Considera o urso um animal possante e enorme? Saiba que atualmente na verdade é pequeno. Um novo estudo científico intitulado “Pleistocene brown bears from Portugal: Morphometric trends, paleoenvironmental drivers and paleobiological inferences” , publicado na revista Palaeogeography, Palaeoclimatology, Palaeoecology e de acesso aberto traça um retrato detalhado da presença e evolução do urso-pardo (Ursus arctos) em território português há cerca de 22 mil anos, revelando que estes animais atingiram dimensões impressionantes durante o Pleistoceno — muito superiores às atuais.
A investigação analisou mais de 500 fósseis provenientes de seis sítios arqueológicos em Portugal, incluindo as grutas da Furninha, Fontainhas e Caldeirão, permitindo reconstruir a história desta espécie na Península Ibérica. Entre as conclusões mais marcantes está a identificação de indivíduos com mais de 300 quilos na Gruta da Furninha e de um exemplar que poderá ter atingido cerca de 385 quilos nas Fontainhas, colocando-o entre os maiores ursos-pardos alguma vez registados .

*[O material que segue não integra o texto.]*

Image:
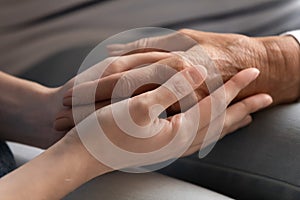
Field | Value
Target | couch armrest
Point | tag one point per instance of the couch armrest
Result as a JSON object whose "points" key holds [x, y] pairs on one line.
{"points": [[261, 161]]}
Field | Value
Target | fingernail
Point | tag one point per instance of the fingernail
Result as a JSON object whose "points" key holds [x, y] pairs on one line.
{"points": [[268, 100], [255, 72], [67, 101], [197, 75], [68, 93]]}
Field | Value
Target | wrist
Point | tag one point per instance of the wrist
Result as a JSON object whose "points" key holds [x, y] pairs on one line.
{"points": [[282, 61], [90, 166]]}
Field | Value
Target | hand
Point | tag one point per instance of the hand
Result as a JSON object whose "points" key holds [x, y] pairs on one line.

Figura 1 . Locais onde restos de Ursidae foram encontrados em Portugal: Vermelho, locais do Pleistoceno analisados neste estudo; locais brancos do Pleistoceno não estudados nesta investigação; azul, sítios pré-históricos do Holoceno; roxo, sítio imperial romano; local amarelo medieval. Ao norte da linha pontilhada verde está a distribuição aproximada de Ursus arctos durante a segunda metade do século XIX. 1, Furninha; 2, Oliveira; 3, Caldeirão; 4, Escoural; 5, Fontainhas; 6, Serra de Molianos; 7, Algar do Vale da Pena; 8, Lorga de Dine; 9, Aroeira; 10, Gruta Nova da Columbeira; 11, Algar de Cascais; 12, Pedreira das Salemas; 13, Gruta das Salemas; 14, Pego do Diabo; 15, Figueira Brava; 16, Pedreira São Bartolomeu dos Galegos; 17, Leceia; 18, Vila Nova de São Pedro; 19, Monte Molião; 20, Castelo de Leiria. (Para interpretação das referências à cor nesta legenda da figura, o leitor deve consultar a versão web deste artigo.)
Os investigadores destacam ainda que estes ursos apresentavam características robustas e, em alguns casos, semelhanças com o extinto urso-das-cavernas, sugerindo uma possível convergência ecológica entre espécies. Apesar disso, o estudo confirma que não há evidência da presença de Ursus spelaeus (urso-das-cavernas) em Portugal, contrariando algumas hipóteses anteriores .
Ao longo do tempo, porém, a dimensão dos ursos foi diminuindo. Durante o Holoceno — período mais recente da história geológica — os machos pesariam, em média, cerca de 260 quilos, enquanto atualmente os valores rondam os 140 quilos. Esta redução significativa é atribuída, sobretudo, à pressão humana e à alteração dos ecossistemas .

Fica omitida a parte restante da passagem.